Each curriculum that implemented in Indonesia in addition has certain advantages also have weaknesses-weaknesses. As logical consequences of the implementation of this curriculum, at least according to the authors there are some weaknesses-weaknesses in the curriculum and its application, among which are as follows:

  1. Lack of human resources is expected to describe the curriculum in most existing educational unit.

The pattern of application of SBC or knock on the 2006 curriculum was the lack of quality teachers and schools. Most teachers can not be expected to contribute thoughts and creative ideas to describe the curriculum guide (SBC), both on paper and in front of the class. Besides caused by low qualifications, also caused the pattern of the old curriculum who already curb the creativity of teachers.

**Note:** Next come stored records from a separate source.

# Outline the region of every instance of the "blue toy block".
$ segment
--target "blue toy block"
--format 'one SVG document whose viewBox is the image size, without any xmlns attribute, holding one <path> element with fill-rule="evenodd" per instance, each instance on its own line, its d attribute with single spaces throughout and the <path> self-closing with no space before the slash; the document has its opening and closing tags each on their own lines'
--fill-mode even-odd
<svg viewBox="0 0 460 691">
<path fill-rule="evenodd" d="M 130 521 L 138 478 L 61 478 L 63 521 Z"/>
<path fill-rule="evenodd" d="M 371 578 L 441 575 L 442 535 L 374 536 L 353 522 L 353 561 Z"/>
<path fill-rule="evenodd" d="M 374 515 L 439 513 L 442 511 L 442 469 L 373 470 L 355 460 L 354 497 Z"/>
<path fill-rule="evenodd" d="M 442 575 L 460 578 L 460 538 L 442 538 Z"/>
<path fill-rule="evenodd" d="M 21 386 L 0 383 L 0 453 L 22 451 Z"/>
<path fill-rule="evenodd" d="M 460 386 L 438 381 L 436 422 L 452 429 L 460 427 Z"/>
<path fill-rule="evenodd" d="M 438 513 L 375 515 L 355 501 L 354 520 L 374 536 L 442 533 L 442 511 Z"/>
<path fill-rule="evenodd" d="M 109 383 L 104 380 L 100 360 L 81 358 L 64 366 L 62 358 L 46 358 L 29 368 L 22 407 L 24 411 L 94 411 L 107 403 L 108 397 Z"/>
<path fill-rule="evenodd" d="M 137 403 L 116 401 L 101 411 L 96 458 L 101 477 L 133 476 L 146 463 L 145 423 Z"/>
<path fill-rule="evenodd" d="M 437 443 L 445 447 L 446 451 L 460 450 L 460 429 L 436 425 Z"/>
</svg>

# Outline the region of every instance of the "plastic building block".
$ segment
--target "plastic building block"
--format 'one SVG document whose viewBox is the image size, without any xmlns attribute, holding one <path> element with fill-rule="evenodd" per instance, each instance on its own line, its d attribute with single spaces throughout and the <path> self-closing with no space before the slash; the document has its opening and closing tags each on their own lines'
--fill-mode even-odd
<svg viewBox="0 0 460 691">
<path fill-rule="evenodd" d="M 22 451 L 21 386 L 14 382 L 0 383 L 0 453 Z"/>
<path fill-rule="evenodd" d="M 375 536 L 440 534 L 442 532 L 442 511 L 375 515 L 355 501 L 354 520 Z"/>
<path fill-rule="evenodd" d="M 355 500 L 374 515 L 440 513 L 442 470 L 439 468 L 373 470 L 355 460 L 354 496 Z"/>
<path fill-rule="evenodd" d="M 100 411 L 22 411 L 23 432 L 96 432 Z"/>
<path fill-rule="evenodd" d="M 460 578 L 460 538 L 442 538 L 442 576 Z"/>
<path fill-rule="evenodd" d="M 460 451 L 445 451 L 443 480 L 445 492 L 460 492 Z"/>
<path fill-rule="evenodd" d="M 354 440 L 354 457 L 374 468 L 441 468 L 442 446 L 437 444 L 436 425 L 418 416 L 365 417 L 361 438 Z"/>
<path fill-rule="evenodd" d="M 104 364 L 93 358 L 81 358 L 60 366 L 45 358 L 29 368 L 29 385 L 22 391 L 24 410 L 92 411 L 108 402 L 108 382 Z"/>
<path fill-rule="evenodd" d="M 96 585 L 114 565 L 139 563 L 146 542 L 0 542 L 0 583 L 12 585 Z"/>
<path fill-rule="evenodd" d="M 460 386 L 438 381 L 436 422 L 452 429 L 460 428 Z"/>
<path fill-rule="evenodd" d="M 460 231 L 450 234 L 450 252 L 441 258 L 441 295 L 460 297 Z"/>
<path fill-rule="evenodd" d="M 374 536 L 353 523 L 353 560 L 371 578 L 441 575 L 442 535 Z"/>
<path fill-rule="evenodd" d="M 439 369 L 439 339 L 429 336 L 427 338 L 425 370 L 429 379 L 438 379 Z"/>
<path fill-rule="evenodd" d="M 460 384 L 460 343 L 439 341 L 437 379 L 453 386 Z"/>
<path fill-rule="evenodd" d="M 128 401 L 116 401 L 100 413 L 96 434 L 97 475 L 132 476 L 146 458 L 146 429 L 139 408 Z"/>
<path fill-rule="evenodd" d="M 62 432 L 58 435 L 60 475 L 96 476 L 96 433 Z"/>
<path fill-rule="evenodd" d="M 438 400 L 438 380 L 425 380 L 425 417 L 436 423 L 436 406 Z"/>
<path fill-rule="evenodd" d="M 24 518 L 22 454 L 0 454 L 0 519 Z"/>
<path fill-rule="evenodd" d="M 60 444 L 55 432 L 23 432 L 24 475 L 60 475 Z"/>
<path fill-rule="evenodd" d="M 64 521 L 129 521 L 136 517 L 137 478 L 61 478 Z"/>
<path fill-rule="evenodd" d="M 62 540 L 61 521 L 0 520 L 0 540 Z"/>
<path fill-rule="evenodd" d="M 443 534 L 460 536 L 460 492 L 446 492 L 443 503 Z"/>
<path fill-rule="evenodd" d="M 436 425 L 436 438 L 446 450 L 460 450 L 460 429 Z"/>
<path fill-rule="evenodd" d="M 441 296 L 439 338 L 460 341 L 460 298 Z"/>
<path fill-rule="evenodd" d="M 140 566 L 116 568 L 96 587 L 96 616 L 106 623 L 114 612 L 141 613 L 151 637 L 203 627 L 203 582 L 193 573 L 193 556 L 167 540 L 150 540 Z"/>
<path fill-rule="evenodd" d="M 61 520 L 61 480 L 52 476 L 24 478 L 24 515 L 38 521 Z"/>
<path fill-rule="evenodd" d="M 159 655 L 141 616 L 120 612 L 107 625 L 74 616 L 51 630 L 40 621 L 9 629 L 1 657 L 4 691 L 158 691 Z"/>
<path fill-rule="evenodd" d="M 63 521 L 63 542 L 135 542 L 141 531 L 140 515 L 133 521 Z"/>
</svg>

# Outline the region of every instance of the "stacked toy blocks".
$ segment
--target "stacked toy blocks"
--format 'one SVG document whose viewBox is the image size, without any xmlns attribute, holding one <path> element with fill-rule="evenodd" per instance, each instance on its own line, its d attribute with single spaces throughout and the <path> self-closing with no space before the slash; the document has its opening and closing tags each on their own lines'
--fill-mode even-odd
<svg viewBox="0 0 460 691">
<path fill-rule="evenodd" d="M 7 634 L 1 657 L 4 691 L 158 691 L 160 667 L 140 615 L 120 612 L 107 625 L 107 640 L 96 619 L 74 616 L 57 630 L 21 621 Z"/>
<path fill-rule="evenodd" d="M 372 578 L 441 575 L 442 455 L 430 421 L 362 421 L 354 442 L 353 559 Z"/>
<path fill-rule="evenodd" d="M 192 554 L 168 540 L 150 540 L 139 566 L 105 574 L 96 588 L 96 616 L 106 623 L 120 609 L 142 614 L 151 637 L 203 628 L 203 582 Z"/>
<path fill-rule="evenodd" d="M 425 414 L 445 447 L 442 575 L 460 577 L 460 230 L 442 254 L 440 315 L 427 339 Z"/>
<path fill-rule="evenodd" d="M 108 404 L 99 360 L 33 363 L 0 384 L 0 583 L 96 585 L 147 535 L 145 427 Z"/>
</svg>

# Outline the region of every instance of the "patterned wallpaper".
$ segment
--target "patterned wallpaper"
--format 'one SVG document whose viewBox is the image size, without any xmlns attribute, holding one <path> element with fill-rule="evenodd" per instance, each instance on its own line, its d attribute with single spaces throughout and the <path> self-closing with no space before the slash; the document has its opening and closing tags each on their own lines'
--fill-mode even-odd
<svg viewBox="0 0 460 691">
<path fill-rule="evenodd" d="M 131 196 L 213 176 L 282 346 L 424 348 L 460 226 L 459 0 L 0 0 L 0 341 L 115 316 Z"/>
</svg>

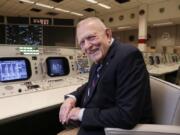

  1. Lack of availability of facilities and infrastructure to support the completeness of the implementation of the curriculum.

Availability of facilities and infrastructure are complete and representative is one of the most urgent requirement for the implementation of the curriculum. While conditions in the field indicates there are many educational units were minimal props, laboratories and facilities of the main requirements the application of SBC.

  1. There are still many teachers who have not been well understood in a comprehensive curriculum concept, formulation and practice in the field.
    The low quantity of teachers who are expected to understand and master the curriculum can be caused due to the implementation of socialization still has not been done thoroughly.
  2. Application of SBC is recommending the reduction of class hours will have reduced the income of the teachers.
    Implementation of the Education Unit Level Curriculum (SBC) will add to problems in education. Besides facing the school changed its curriculum unpreparedness, SBC also threaten the income of teachers. As is known to the implementation of recommendations related to SBC BSNP the implications for the reduction in the number of teaching hours. This resulted in a reduced number of teaching hours of teachers. As a result, teachers are threatened not get allowance and functional.